Since then, Slater, now 38, has “lost everything”; including his livelihood, with the Pharmacy Board of Australia ordering him not to practise as a pharmacist.
“The financial punishment he has paid is enormous,” Slater’s barrister Peter Harper told Mr Chicken.
Strike Force Blacklock was set-up in 2016 to investigate the supply of restricted substances and illicit drugs by Slater, who at that time was a part-owner of Amcal Max Rutherford, Telarah Pharmacy, McKeachies Run Pharmacy, The Morpeth Pharmacy, Amcal Waratah and Old Bar Pharmacy, according to a statement of police facts.
Police were listening in when Slater negotiated the sale of steroids and other medication associated with bodybuilding to a well-known professional bodybuilder.
And when they stopped Slater’s car in East Maitland on April 5, 2016, they found 16 boxes containing 48 syringes of testosterone, 60 capsules of Phentermine, used for weight loss, drugs which block the growth of estrogen and Melatonin.
“I’m just transporting some stock between my shops,” Slater told police.
“I’m a pharmacist.”
Steroids are a prohibited drug, and despite Slater’s profession he was supplying them for an unlawful purpose, outside of work hours and without a prescription, according to police facts.
Two months later, detectives and NSW Health officers raided Amcal Max Pharmacy at Rutherford, Slater’s home and the other pharmacies he had links to.
Slater ultimately pleaded guilty to two counts of supplying a prohibited drug and one of failing to comply with the conditions of his license after Mr Harper managed to negotiate the withdrawal of a number of other serious charges.
On Thursday, when it came time for Slater to be sentenced, police prosecutor Sergeant Garry Rowe pushed Mr Chicken to impose a custodial sentence, saying a message needed to be sent to the community.
“The circumstances here is we have a professional man who chose independently to involve himself in this illicit industry,” Sgt Rowe said.

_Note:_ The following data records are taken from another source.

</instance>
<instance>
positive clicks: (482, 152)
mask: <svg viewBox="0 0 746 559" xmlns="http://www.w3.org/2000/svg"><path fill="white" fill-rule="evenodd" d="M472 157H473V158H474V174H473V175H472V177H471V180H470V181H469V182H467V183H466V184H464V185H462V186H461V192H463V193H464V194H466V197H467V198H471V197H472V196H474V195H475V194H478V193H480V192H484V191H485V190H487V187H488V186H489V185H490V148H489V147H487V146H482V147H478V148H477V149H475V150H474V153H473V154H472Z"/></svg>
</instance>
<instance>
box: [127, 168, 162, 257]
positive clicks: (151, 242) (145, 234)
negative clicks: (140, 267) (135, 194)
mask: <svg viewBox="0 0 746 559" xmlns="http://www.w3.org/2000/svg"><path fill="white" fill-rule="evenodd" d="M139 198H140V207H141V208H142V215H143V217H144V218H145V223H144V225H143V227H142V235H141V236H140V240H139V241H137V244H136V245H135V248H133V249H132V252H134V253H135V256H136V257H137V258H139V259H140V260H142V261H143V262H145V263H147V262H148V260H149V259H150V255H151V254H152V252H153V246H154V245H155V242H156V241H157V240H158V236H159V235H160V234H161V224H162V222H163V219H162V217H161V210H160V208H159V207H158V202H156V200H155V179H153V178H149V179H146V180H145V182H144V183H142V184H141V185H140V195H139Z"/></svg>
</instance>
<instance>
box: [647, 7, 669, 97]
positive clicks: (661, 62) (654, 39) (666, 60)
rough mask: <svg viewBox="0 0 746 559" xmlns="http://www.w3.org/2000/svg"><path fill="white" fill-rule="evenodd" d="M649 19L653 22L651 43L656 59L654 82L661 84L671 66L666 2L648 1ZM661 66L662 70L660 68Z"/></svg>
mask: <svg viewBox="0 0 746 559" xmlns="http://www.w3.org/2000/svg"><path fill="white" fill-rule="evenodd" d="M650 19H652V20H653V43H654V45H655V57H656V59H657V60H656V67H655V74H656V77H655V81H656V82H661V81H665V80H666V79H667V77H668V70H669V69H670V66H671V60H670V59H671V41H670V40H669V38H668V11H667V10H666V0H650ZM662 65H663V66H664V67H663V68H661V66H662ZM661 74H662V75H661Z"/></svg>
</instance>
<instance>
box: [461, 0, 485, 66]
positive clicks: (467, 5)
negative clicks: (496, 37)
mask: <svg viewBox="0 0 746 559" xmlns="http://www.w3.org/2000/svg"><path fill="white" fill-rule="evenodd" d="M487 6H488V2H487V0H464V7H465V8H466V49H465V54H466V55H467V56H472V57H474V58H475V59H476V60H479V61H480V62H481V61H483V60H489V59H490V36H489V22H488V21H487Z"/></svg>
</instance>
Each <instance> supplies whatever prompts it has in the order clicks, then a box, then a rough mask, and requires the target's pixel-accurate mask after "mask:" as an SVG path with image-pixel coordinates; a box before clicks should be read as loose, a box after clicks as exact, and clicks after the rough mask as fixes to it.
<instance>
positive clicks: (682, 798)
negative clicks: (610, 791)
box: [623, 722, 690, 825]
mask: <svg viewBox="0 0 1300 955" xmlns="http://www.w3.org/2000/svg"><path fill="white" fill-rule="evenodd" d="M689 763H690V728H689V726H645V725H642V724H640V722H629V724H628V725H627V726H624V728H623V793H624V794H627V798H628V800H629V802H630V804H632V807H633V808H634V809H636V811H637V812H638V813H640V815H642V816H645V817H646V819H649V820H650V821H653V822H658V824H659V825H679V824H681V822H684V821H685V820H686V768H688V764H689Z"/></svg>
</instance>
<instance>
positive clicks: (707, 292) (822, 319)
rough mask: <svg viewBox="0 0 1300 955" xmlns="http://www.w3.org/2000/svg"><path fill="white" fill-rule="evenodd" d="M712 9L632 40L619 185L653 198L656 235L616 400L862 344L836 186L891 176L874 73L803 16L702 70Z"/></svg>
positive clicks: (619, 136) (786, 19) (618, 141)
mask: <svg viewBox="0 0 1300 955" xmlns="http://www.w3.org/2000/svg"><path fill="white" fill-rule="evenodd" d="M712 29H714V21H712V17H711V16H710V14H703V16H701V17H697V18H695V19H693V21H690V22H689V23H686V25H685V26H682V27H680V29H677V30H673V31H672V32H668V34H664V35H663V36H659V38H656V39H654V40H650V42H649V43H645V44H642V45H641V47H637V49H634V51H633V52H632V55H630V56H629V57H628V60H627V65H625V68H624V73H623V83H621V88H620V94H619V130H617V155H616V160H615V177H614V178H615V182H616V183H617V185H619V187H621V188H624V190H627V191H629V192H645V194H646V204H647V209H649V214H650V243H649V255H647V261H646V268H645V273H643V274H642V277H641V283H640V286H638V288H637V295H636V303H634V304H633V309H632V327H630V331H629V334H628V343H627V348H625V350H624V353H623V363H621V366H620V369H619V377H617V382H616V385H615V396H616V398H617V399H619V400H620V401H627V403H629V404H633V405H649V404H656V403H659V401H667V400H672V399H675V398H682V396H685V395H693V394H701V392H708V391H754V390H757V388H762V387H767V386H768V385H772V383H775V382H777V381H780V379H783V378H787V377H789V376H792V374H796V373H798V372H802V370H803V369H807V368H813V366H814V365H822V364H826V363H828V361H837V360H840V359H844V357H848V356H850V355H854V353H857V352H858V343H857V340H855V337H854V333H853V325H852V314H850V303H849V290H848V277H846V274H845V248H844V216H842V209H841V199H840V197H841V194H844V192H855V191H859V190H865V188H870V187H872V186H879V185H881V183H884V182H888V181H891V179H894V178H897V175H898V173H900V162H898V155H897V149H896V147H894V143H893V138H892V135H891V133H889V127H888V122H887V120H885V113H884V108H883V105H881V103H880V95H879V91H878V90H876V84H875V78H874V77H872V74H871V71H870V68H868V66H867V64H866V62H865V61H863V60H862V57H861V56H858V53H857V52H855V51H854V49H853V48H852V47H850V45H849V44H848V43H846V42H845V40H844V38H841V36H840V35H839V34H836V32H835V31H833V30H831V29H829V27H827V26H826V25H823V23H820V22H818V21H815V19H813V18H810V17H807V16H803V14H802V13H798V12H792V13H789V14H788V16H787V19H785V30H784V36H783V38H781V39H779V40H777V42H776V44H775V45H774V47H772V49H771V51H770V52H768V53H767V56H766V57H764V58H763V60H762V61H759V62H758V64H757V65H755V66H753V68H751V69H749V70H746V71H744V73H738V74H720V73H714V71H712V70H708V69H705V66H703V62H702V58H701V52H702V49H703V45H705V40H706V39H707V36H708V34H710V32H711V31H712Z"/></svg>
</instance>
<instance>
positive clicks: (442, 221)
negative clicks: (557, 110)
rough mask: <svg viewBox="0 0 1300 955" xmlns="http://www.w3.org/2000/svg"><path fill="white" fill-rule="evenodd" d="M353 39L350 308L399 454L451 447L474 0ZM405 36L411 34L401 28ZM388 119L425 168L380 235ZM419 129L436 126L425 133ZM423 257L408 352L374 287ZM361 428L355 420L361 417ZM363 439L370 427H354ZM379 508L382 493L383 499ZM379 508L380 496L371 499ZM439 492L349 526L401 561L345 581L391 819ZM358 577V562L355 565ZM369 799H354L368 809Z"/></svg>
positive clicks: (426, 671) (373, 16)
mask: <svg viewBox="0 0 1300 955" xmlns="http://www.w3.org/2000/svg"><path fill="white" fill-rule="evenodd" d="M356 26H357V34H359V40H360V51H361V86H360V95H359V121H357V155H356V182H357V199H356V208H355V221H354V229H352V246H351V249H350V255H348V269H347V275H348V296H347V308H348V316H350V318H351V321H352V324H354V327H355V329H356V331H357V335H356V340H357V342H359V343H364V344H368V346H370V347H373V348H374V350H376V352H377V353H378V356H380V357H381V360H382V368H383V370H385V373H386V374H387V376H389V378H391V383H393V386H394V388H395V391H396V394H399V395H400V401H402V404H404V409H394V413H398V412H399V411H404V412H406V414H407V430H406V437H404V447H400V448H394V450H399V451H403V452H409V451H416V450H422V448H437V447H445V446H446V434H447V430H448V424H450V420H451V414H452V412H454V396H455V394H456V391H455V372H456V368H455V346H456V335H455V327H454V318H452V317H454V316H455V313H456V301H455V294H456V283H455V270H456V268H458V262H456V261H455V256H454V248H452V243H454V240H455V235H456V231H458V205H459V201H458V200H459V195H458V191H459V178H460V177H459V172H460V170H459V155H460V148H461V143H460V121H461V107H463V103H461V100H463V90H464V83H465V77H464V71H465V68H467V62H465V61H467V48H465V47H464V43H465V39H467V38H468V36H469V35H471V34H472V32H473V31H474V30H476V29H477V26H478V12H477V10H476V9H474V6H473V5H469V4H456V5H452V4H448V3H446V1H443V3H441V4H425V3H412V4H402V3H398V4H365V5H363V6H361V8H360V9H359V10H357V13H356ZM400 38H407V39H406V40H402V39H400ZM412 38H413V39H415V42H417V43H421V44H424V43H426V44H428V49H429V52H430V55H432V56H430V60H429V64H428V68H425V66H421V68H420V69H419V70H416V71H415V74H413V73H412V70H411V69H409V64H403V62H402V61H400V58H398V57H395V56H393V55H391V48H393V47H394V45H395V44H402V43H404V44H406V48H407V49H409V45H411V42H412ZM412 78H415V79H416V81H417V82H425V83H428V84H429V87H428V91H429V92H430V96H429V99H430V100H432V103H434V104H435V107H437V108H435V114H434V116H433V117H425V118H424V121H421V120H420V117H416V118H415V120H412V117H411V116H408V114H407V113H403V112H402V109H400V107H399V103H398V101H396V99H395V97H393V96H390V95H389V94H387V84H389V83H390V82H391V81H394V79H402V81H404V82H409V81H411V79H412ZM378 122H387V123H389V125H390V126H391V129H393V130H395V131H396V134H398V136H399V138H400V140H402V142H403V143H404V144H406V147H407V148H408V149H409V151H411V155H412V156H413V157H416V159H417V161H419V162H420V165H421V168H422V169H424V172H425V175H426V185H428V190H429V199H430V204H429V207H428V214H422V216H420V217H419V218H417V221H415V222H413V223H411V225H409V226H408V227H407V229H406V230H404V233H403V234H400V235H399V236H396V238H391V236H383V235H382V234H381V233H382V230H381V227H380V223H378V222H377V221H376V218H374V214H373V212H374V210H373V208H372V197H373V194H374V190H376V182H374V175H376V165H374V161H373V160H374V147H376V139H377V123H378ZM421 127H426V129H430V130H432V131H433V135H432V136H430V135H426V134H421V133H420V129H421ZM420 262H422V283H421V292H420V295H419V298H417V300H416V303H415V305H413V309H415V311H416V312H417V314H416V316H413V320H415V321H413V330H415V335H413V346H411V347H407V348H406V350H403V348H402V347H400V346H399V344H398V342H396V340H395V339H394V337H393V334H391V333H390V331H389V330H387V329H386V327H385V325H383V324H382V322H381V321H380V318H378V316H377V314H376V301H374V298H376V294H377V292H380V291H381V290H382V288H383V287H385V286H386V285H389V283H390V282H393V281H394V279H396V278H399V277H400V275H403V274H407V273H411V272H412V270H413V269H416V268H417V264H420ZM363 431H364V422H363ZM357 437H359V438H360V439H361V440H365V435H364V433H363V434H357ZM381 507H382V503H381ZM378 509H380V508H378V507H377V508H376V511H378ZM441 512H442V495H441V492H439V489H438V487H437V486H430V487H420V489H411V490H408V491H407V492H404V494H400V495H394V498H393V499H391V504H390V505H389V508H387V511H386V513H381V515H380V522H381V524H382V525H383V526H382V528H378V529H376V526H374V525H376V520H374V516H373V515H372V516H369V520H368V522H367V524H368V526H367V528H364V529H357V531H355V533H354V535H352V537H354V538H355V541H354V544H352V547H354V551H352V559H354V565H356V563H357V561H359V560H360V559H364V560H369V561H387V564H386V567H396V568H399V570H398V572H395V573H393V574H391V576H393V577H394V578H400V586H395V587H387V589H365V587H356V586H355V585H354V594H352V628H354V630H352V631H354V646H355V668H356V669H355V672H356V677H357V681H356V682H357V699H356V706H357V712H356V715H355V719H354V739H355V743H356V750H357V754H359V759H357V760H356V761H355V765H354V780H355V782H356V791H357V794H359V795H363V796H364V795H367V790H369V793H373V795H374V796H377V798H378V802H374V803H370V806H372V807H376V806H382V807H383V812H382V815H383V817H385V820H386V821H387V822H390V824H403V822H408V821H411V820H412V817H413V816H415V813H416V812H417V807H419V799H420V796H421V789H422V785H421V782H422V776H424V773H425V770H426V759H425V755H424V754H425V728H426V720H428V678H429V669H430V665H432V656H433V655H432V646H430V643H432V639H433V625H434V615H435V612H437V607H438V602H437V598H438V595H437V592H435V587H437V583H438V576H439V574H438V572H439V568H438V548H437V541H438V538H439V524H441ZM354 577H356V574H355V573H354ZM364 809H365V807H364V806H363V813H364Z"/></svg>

Mr Harper submitted that the matter could be dealt with without a conviction.
Slater is someone the court would deem a “good vehicle for general deterrence”, that is, others in the industry could heed his mistakes and, hopefully, not stray down the same path.
And ultimately, Mr Chicken came down somewhere in the middle; convicting Slater, imposing an 18-month good behaviour bond and fining him a total of $800.